Kisah yang dimaksud adalah “skandal korupsi” yang mungkin telah menjadi budaya dalam birokrasi maupun administrasi publik para pejabat kita. Skandal yang baru-baru ini marak adalah kasus ASABRI, seorang komandan telah mengkorupsi uang tunjangan untuk asuransi prajuritnya[4]; kasus VLCC (very large crude carrier), dugaan korupsi dalam penjualan kapal tanker raksasa PT Pertamina[5]; laporan Bank Dunia melalui StAR (Stolen Asset Recovery Initiative) yang menyebutkan mantan presiden Soeharto, selama berkuasa, telah mencuri kekayaan negara sebesar 15 miliar-35 miliar dollar AS[6].
Dan yang lebih mengejutkan lagi adalah korupsi di lingkunagn Komisi Yudisial (KY), yang dilakukan Irawady Joenoes. Ia adalah Koordinator Bidang Pengawasan Kehormatan, Keluruhan Martabat, dan Perilaku Hakim. Irawady Joenoes ditangkap KPK pada 26 September 2007 yang diduga melakukan tindak pidana korupsi dalam pengadaan tanah untuk kantor KY[7]. Perkembangan selanjutnya dalam kasus ini ternyata membuat masing-masing pihak[8] saling “menuduh” untuk membuka aib masing-masing di tubuh KY dengan alibi masing-masing.[9]
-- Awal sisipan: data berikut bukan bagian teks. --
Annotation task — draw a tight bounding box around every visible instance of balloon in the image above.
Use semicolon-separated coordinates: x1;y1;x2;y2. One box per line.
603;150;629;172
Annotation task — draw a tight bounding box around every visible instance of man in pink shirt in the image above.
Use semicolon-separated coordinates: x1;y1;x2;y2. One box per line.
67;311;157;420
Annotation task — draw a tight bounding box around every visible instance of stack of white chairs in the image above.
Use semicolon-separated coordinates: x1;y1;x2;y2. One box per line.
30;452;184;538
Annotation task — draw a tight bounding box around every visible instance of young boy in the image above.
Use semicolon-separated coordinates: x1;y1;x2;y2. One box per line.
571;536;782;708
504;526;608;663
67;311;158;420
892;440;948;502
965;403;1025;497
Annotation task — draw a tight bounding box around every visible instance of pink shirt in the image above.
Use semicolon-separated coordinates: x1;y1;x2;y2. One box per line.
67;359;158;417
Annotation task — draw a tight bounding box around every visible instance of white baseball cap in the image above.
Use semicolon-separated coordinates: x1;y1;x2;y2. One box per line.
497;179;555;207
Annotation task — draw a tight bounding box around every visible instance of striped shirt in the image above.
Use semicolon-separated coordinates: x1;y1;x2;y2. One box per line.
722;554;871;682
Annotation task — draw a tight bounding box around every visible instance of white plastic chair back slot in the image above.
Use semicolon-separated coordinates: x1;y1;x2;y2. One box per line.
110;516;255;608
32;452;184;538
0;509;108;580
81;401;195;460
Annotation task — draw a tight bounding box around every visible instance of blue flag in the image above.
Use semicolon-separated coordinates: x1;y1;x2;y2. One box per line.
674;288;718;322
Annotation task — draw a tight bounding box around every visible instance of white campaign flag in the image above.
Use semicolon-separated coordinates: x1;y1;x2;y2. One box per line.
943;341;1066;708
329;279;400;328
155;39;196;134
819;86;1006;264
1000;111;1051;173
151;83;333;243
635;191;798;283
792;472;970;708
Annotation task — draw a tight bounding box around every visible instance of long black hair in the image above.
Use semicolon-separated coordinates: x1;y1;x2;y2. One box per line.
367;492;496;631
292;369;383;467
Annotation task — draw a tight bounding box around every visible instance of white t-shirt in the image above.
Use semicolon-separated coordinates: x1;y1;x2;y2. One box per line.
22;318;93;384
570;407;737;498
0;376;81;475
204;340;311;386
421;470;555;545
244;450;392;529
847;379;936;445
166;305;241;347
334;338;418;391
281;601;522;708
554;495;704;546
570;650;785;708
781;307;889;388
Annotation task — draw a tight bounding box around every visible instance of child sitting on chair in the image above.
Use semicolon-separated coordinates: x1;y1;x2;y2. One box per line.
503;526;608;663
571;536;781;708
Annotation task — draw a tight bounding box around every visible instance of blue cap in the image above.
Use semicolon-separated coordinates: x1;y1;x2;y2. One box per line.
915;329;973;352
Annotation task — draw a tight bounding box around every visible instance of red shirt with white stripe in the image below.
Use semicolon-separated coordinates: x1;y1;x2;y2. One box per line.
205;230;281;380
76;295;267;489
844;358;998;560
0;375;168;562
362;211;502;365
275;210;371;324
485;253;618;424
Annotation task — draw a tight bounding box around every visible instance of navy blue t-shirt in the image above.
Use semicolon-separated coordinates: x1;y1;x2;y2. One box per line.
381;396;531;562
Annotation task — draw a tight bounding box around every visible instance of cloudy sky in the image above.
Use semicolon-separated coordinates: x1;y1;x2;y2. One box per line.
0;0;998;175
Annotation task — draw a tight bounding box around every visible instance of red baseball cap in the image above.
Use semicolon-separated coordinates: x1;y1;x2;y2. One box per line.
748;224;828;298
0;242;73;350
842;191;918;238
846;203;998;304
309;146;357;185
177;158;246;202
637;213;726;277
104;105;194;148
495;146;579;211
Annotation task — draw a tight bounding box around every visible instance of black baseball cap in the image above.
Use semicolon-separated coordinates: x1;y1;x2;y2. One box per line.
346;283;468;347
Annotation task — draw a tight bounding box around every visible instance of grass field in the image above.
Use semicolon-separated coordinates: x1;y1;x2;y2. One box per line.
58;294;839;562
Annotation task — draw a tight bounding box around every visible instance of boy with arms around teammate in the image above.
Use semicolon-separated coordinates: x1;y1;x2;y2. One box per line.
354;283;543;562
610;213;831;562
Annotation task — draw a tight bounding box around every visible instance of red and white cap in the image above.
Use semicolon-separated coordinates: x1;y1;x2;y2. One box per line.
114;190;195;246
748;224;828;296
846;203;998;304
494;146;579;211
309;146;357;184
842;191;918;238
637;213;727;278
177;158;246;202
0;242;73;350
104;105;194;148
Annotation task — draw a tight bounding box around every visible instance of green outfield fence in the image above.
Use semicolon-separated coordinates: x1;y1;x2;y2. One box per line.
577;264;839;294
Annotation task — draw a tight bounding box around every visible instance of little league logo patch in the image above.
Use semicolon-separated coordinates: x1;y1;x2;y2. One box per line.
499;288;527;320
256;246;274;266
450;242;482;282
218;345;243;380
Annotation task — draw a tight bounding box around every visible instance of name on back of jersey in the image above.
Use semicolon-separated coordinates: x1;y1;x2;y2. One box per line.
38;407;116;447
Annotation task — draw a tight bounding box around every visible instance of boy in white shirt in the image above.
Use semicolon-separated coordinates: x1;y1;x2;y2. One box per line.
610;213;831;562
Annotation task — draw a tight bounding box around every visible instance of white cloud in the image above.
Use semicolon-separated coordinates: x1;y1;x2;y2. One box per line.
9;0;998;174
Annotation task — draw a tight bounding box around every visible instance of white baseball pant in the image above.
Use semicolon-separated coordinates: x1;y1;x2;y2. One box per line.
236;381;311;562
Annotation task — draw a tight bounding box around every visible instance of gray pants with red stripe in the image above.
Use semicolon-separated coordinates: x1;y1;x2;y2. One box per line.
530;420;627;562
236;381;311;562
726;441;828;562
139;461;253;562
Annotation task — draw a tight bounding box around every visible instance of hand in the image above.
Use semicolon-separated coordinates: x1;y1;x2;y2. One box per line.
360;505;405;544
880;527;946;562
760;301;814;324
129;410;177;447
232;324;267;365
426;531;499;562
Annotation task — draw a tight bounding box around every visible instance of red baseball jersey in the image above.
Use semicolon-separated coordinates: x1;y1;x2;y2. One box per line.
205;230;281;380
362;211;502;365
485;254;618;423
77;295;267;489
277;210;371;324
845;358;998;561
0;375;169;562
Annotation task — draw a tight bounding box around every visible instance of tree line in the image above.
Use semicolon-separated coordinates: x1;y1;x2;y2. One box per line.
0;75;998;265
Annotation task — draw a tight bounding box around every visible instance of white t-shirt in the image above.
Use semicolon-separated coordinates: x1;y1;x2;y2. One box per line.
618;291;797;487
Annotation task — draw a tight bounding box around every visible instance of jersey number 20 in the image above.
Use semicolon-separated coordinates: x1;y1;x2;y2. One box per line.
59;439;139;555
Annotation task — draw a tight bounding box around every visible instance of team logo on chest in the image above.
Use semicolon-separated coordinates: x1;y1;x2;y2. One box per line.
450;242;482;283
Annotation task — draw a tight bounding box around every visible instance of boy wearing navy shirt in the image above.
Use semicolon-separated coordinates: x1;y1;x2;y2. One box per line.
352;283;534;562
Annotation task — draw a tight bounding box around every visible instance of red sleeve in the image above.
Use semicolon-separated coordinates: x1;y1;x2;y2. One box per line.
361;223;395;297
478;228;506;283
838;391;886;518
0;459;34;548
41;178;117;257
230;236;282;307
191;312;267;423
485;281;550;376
Sungguh ironis, tugas mulia itu ternyata disalahgunakan melalui perbuatan yang seharusnya tabu ia (baca: Irawady Joenoes) lakukan. Oleh karena itu, masyarakat, selain tersentak, juga sangat kecewa mengingat publik memiliki ekspektasi besar terhadap peran KY dalam memperbaiki kinerja lembaga peradilan[10], yang dimata masyarakat sudah semakin jatuh martabatnya.[11] Hal ini menguatkan dugaan bahwa KY selama ini dinilai sarat mafia peradilan[12], dengan terungkapnya kasus korupsi Irawady Joenoef dan kasus-kasus pemerasan sebelumnya.
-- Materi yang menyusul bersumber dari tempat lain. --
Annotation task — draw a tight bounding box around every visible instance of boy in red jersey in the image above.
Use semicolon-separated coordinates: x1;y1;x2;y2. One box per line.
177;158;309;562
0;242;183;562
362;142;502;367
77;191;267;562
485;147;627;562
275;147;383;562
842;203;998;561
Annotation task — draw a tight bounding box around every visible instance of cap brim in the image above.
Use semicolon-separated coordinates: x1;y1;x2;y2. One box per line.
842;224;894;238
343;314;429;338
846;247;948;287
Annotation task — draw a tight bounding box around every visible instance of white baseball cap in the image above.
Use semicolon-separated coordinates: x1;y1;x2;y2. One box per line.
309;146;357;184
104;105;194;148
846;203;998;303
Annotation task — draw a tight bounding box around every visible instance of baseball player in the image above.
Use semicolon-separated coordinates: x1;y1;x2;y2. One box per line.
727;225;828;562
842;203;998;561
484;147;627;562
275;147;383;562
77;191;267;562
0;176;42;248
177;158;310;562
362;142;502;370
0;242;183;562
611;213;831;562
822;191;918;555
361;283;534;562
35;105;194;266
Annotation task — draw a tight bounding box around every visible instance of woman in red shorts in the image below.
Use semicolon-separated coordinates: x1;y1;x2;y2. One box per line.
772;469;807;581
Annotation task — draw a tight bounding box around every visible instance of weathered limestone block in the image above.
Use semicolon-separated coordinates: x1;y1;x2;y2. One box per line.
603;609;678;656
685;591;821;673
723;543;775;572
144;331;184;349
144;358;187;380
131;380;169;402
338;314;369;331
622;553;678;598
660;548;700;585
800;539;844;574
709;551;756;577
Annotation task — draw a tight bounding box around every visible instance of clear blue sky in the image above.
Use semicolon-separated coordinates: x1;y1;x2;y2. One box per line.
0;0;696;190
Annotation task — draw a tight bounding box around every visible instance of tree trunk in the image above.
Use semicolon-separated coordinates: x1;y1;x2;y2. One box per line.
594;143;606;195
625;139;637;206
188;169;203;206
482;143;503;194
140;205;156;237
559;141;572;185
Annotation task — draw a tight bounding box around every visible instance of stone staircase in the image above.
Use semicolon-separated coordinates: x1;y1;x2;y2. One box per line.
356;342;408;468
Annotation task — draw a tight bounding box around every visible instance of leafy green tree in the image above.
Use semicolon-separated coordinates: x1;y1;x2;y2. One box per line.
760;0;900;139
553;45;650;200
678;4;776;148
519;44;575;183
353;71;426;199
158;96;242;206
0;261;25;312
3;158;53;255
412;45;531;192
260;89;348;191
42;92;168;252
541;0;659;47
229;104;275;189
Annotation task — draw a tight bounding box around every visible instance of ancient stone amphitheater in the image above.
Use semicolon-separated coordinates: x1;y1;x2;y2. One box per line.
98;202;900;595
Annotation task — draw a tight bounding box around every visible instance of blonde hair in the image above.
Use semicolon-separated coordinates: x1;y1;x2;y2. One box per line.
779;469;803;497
Untuk itu diperlukan sebuah langkah yang “refresh” dalam melawan korupsi dan mengambil hikmah atas kasus korupsi yang terjadi di tubuh KY ini. Antara lain sebagai berikut.
1. Sistem perekrutan pejabat publik ditinjau ulang. Hal ini untuk mencegah tempat-tempat baru (baca: komisi-komisi independen) diisi oleh orang-orang lama/birokrasi lama[13] yang selama ini sudah “berpengalaman” melakukan praktik-praktik korupsi, kolusi, dan nepotisme. Sehingga akan menghindarkan ”transfer know-how” KKN dan menghapus budaya korupsi yang memang sudah berurat akar di negeri ini.
2. Sistem rekam jejak atau track record dari para bakal calon KY yang akan menduduki jabatan publik tersebut. Sehingga kita tidak memilih kucing dalam karung. Kita akan benar-benar tahu betul motivasi dan tujuan calon-calon tersebut untuk benar-benar menjalankan amanah yang diberikan sesuai dengan undang-undang.
3. Mengembalikan kembali mekanisme pencalonan pejaabat-pejabat komisi independen menjadi hak prerogratif presiden. Pengisian jabatan hakim agung, anggota KPK, Komnas HAM, anggota KPU, maupun anggota KY dilakukan dengan presiden mengajukan calon untuk disetujui DPR, sebagaimana pengangkatan duta besar.[14] Hal ini juga seperti yang diatur dalam UUD 1945 pasal 24 B. Namun, dalam prakteknya sistem seleksi tersebut dilakukan oleh Komisi III DPR melalui panitia seleksi[15] yang memakai sistem paket. Dan lebih parah lagi, jika tugas panitia seleksi ini selesai maka panitia ini dibubarkan sehingga tidak ada tangggung jawab dari panitia terhadap calon-calon yang terpilih apabila terjadi penyelewengan amanah yang diberikan, seperti korupsi tersebut. Dengan dikembalikannya lagi hak prerogatif presiden maka garis tanggung jawab akan jelas.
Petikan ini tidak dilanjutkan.